Небо уже совсем посветлело, и сквозь серо-стальную паутину облаков густо проявилась голубизна. Уронившая освежающий дождик туча вдруг зарумянилась в лучах еще невидимого за горизонтом солнца, а на верхушках деревьев заискрились кристаллики чистых, как слезы, капелек воды.
Виктор Антонович замер, словно боялся нечаянно спугнуть рожденный наступающим днем звонкоголосый, с неуловимыми оттенками и запахами дар природы, удивительно похожий на сон, приснившийся ему в это необычное утро.
На какое-то мгновение показалось, что сон продолжается, что Надя никуда не улетала, а сидит в комнате у стола, уткнувшись подбородком в сложенные кулачки и так же, как он, зачарованно прислушивается к звукам уходящей ночи; стоит только обернуться, посмотреть в ее удивленные глаза, и они заискрятся тихим блеском. Она притушит их веками и с улыбкой чуть-чуть вскинет подбородок, молча спросит: «Ну что?» И замрет в ожидании, пока Виктор Антонович так же прикроет веками глаза, чуть-чуть улыбнется и так же кивнет: «Все отлично!» Тогда она обязательно схулиганит, по-детски скорчив озорную гримасу.
Виктор Антонович то с грустью, то с сожалением, а то и со страхом вспоминает те жизненные перекрестки, на которых их судьбы могли навсегда разойтись, не прикоснувшись одна к другой.
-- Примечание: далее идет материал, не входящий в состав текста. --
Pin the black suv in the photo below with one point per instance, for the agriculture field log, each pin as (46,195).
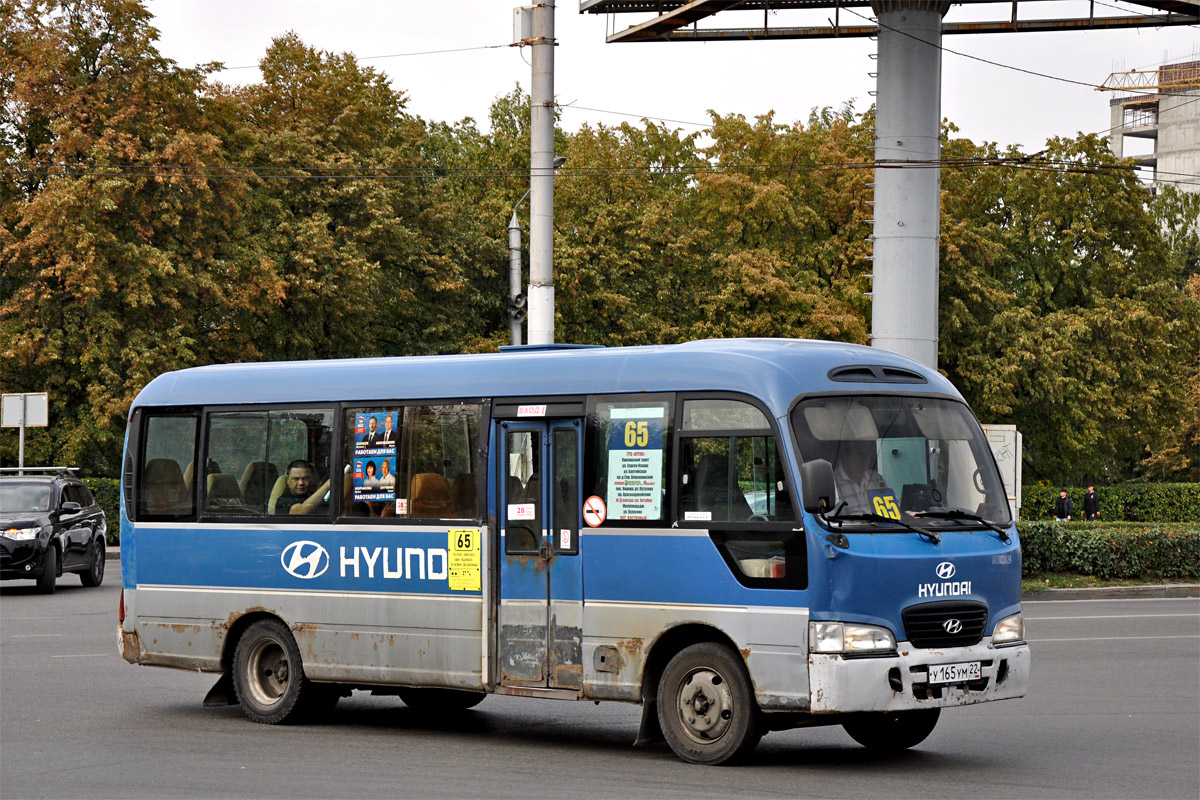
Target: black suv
(49,524)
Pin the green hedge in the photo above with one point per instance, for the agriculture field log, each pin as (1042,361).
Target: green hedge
(108,497)
(1120,503)
(1111,551)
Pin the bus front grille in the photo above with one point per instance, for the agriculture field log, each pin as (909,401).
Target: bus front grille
(945,624)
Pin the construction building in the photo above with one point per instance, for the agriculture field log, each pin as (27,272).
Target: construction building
(1162,106)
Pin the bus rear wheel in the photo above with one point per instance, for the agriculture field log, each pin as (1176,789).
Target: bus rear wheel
(891,733)
(268,674)
(706,707)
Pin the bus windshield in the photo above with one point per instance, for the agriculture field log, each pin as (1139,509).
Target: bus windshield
(892,456)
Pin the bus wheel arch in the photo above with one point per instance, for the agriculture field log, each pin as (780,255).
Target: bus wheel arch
(706,705)
(660,654)
(268,673)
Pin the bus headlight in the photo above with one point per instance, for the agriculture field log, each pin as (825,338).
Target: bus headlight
(22,534)
(850,637)
(1009,630)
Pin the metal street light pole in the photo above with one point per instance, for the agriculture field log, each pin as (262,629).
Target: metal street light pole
(541,176)
(516,299)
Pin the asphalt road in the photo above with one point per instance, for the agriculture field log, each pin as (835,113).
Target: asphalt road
(1114,711)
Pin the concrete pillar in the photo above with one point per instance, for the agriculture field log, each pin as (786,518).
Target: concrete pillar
(907,198)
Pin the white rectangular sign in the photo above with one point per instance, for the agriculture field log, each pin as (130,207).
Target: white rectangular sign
(31,408)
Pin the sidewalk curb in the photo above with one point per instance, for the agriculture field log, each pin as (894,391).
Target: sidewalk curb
(1158,590)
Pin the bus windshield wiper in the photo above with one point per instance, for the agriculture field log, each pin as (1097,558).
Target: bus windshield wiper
(838,516)
(959,513)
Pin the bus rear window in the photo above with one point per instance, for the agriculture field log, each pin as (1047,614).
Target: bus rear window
(168,462)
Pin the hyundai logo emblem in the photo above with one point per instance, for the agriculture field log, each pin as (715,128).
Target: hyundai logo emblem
(305,559)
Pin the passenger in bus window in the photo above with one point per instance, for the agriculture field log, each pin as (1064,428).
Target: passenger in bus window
(299,494)
(856,475)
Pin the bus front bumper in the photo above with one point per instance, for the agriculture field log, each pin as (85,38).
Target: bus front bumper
(901,681)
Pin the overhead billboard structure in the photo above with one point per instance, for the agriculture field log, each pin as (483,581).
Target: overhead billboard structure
(907,149)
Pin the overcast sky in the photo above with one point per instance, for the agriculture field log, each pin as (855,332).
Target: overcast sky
(679,80)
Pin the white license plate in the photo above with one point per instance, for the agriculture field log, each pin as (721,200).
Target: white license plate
(954,673)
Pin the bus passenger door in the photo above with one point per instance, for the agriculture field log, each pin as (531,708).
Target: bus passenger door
(541,581)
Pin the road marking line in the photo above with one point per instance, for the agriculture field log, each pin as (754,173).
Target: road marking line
(1120,638)
(1111,600)
(34,636)
(1031,619)
(84,655)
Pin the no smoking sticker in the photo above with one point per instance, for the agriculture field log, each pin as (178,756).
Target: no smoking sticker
(594,511)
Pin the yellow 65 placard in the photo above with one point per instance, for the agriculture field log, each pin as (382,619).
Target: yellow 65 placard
(885,504)
(463,551)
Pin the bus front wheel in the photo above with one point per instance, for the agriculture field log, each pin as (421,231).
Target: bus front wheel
(706,707)
(268,674)
(892,732)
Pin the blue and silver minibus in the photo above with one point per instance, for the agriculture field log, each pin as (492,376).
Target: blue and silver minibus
(742,536)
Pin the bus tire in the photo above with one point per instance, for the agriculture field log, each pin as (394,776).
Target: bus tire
(268,674)
(891,733)
(706,705)
(95,572)
(49,571)
(435,701)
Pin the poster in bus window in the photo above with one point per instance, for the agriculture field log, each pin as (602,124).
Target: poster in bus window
(635,463)
(375,429)
(375,479)
(376,434)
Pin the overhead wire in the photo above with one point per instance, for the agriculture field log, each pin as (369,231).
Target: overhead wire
(435,173)
(390,55)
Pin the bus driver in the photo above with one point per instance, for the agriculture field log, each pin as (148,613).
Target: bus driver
(856,476)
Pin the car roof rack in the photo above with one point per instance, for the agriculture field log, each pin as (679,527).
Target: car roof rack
(66,471)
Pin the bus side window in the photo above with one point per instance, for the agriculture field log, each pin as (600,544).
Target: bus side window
(730,469)
(627,456)
(413,462)
(168,445)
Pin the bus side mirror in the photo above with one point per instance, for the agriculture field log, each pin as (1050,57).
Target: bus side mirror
(816,479)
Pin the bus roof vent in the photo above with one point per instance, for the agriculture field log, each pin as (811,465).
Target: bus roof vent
(552,346)
(875,373)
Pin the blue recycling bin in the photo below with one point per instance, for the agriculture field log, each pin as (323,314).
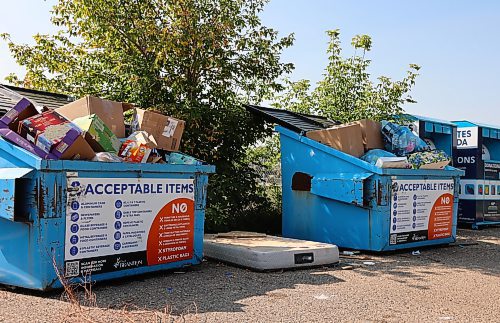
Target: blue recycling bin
(478,154)
(437,133)
(332,197)
(80,220)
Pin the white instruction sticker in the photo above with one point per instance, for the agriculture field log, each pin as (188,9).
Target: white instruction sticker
(169,129)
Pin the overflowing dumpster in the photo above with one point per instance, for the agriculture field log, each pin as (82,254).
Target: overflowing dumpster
(478,154)
(331,196)
(79,220)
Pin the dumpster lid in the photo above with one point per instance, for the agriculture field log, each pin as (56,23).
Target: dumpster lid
(15,172)
(297,122)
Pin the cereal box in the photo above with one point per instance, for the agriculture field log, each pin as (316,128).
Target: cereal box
(137,147)
(54,134)
(98,135)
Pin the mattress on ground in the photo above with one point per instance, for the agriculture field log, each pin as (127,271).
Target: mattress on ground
(263,252)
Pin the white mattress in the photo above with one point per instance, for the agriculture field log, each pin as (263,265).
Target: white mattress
(263,252)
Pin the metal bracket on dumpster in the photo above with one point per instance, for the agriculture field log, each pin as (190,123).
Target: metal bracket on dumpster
(344,187)
(9,177)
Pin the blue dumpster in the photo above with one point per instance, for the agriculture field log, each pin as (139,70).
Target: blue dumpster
(478,154)
(332,197)
(94,220)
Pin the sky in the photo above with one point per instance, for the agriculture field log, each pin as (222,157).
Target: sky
(454,41)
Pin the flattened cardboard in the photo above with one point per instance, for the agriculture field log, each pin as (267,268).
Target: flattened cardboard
(22,110)
(97,134)
(110,112)
(166,130)
(346,138)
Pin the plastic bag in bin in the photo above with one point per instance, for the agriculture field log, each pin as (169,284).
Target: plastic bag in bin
(400,140)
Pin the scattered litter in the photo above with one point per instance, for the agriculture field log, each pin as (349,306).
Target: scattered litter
(322,296)
(446,318)
(467,244)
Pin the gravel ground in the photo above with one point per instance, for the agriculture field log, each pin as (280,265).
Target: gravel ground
(459,283)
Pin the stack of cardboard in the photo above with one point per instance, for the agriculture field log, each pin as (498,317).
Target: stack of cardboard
(353,138)
(88,126)
(359,137)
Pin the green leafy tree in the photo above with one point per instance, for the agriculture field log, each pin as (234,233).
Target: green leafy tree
(346,92)
(194,59)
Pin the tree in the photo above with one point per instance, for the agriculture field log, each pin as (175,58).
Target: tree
(346,93)
(198,60)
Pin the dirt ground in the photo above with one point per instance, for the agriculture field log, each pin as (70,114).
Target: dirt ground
(457,283)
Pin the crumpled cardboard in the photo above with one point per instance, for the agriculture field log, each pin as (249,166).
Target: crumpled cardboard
(137,147)
(166,130)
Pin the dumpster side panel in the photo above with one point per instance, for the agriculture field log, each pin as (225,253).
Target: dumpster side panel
(55,230)
(312,217)
(368,219)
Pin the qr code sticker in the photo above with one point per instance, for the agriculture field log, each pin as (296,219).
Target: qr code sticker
(72,269)
(393,239)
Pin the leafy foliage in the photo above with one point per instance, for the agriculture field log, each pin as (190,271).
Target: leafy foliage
(194,59)
(346,93)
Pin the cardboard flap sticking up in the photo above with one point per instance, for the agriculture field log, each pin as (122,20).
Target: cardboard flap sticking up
(166,130)
(346,138)
(110,112)
(143,138)
(98,135)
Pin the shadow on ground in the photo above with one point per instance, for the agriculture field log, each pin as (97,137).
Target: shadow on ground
(216,287)
(475,250)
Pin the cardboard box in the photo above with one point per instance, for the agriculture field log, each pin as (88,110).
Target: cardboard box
(97,134)
(166,130)
(56,135)
(110,112)
(137,147)
(436,165)
(16,139)
(22,110)
(372,135)
(346,138)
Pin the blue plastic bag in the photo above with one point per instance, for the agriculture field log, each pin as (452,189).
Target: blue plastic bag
(401,140)
(373,155)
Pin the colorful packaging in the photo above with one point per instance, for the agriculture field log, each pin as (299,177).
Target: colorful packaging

И случись такое — как знать! — было бы лучше для них или хуже…
Девятого мая сорок пятого года Виктор Гай был на аэродроме маленького чехословацкого городка Зволен. Как и все, стоял на взлетной полосе и палил в воздух из пистолета. Закопченные гильзы беззвучно падали в траву, беззвучно, словно во сне, открывали рты солдаты и офицеры, беззвучно дергались в их руках пистолеты и автоматы. Кругом грохотала невообразимая стрельба зенитных пушек, охраняющих аэродром, пулеметов, винтовок, автоматов — стреляло все, что могло стрелять.
Выпустив все патроны, Виктор Гай махнул рукой и, нарушив обет, закурил трубку Федора Садко. Несколько раз с наслаждением затянулся и снова вскинул голову. Трассирующие пули и снаряды решетили небо во всех направлениях.
Подошел капитан Сирота.
— У тебя нет лишних? — В его ладони лежали две пустые вороненые обоймы. — За всю войну не стрельнул из пистолета. Хоть теперь популять надо…
— Все там, — показал Виктор Гай в небо и вспомнил: — Такую бы плотность огня на аэродроме в Подлесках. Ни один бы не пролетел…
— Хватит о Подлесках. Побили нас — и поделом! Вот оно что. Теперь другая жизнь будет. Мирная. Слава богу, живы остались.
— Есть предложение — выпить! — крикнул словно из-под земли выскочивший Пантелей. — Полеты отменены! Выпивка разрешена! Мой спирт, ваша закуска.
— Пошли! — Сирота бросил в кобуру пистолет, застегнул его, одернул гимнастерку. — Пошли!..
Пока Виктор Гай и капитан Сирота открывали консервы из бортового пайка НЗ, Пантелей принес флягу и четыре кружки.
Стрельба поредела, а здесь, в полузарытой землянке, было почти тихо.
— Черт, не могу поверить, что она кончилась! — жестикулировал булькающей флягой Пантелей. — И мы живы! Понимаете — живы?! Вот и выпьем. Сперва за победу, потом за то, что живы, потом за тех, кто не дожил, потом за тех…
— Остановись, Пантелей, сопьешься, — шутливо перебил его Гай.
— Сегодня можно. Взяли?
— А кто четвертый?
— Это его… — кивнул Пантелей на трубку Федора Садко. — За победу!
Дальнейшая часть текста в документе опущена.